Assuming you are talking about Poloniex, each new deposit of a customer is a new XMR address. And if I am not mistaken there is change address for each succession of withdrawals from users meaning the coins are never always sent from the same XMR address.
Did I miss something here concerning your thoughts?
I was under the impression that the exchange address for plx was the same for everyone, and it was a different txid field that they gave to each person. I'm going off of memory here from when I made a second account there, and I remember the address being the same as on my other account, and only the txid field changed.

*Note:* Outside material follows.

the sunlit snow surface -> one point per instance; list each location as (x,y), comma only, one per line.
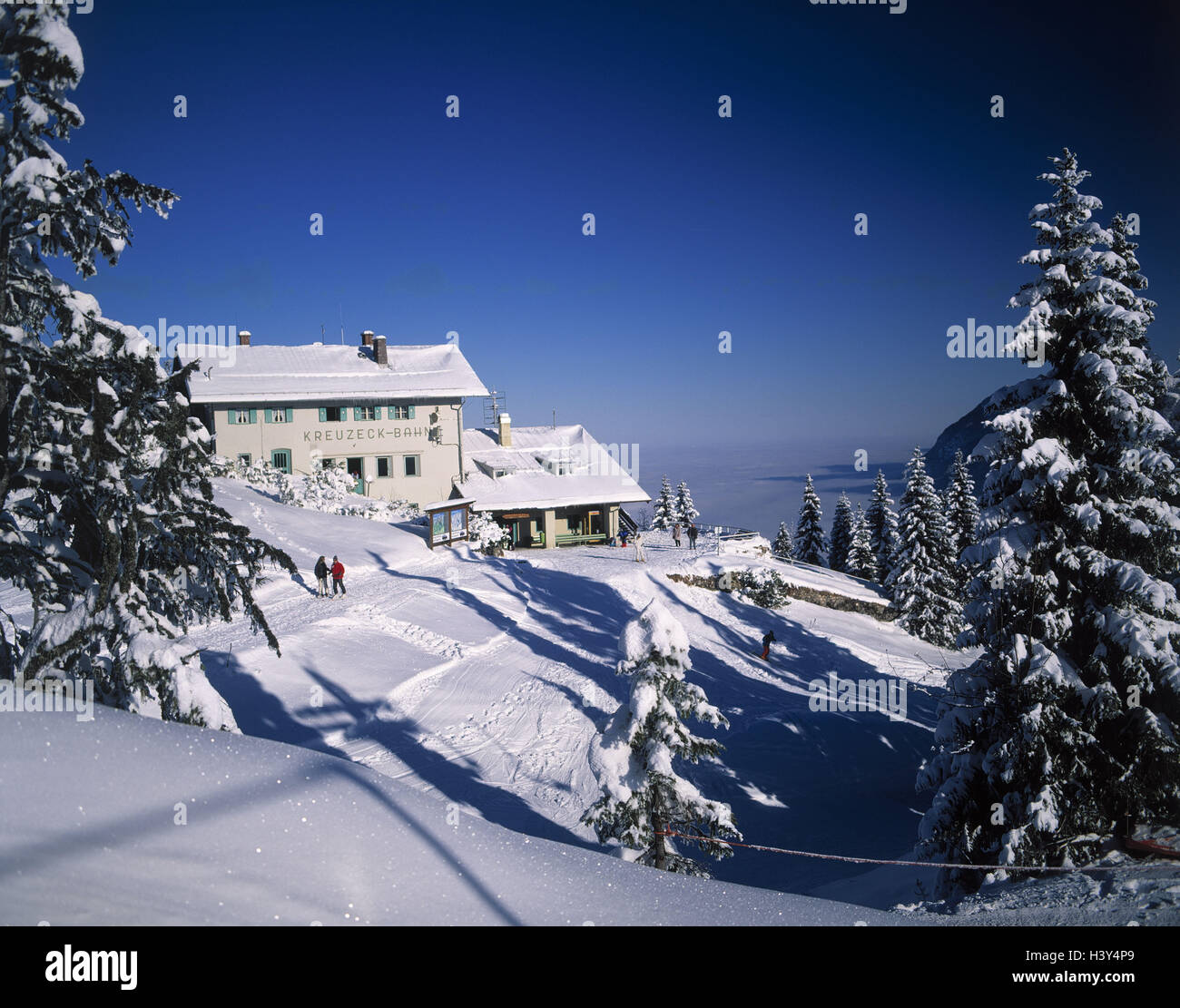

I could be wrong, but I'll go make some more accounts there now to look.
Maybe, in a sense, when withdrawing from plx to you the address is different becase of stealth addressing, but would having the same private key for that stealth address still have an effect on benefit in the addressing/rs's if the tx came out of that address for one tx, and was sent then to one more address (say someone bought something), and then the money goes right back to the exchange address?
I was just wondering if there was a way to account for that (statistically? some other way?) when looking at the blockchain, and if there were any large resulting effects that could be mediated with having an actual different address rather than just a different txid?
So, if I were poloniex, what mechanism prevents me from looking at the blockchain composed of mostly transactions with me and saying 'that's my mixin' or 'that's not my mixin', at some point in the future?